Web Scraping Using Selenium
What is web scraping?
Web scraping is a technique for extracting information from the internet automatically using a software that simulates human web surfing.
How is web-scraping useful?
Web scraping helps us extract large volumes of data about customers, products, people, stock markets, etc. It is usually difficult to get this kind of information on a large scale using traditional data collection methods. We can utilize the data collected from a website such as e-commerce portal, social media channels to understand customer behaviors and sentiments, buying patterns, and brand attribute associations which are critical insights for any business.
Getting Started
Since we have defined our purpose of scraping, let us delve into the nitty-gritty of how to actually do all the fun stuff! Before that below are some of the housekeeping instructions regarding installations of packages.
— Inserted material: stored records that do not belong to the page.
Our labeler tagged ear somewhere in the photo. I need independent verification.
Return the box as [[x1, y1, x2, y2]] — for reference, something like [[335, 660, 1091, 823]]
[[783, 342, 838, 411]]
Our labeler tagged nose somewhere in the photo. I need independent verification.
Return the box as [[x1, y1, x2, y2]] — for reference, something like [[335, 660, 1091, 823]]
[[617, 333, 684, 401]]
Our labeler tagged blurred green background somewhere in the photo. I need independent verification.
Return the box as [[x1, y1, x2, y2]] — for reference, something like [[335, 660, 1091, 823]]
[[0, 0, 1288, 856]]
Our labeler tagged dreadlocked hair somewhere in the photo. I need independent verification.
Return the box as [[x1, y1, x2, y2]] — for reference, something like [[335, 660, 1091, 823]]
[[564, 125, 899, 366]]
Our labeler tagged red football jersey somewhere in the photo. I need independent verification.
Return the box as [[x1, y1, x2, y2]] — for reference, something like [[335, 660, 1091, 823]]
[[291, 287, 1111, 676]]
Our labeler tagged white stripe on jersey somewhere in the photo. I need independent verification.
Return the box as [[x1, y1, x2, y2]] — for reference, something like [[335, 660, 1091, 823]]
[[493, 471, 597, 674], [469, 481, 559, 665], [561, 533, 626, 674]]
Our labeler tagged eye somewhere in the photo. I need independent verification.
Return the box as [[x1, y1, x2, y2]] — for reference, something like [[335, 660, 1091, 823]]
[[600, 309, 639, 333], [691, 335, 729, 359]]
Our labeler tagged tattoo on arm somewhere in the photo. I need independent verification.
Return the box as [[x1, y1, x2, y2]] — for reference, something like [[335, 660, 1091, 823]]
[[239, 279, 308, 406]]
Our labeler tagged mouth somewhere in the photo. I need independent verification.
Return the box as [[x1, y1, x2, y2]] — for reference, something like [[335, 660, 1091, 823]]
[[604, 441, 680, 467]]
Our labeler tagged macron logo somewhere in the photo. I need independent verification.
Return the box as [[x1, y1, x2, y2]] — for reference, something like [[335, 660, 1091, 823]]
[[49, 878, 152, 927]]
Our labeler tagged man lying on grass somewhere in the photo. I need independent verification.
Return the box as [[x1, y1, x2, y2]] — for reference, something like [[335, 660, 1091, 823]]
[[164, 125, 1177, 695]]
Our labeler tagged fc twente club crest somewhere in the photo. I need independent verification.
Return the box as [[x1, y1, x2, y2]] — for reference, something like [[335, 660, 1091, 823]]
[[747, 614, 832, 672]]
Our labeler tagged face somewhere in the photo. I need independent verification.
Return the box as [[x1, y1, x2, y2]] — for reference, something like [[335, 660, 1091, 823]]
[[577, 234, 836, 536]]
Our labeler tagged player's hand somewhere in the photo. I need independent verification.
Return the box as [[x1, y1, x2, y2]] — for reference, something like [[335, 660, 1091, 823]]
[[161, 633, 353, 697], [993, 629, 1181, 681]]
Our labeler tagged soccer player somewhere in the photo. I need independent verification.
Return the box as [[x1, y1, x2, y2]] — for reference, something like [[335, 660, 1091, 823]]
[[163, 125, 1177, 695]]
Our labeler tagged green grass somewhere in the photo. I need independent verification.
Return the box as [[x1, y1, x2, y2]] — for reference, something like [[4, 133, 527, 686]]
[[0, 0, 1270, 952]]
- Python version: We will be using Python 3.0
- Selenium package: You can install selenium package using the following command
!pip install selenium
- Chrome driver: Please install the latest version of chromedriver from here.
Please note you need Google Chromeinstalled on your machines to work through this illustration.
The first and foremost thing while scraping a website is to understand the structure of the website. We will be scraping Edmunds.com, a car forum. This website aids people in their car buying decisions. People can post their reviews about different cars in the discussion forums (very similar to how one posts reviews on Amazon). We will be scraping the discussion about entry level luxury car brands.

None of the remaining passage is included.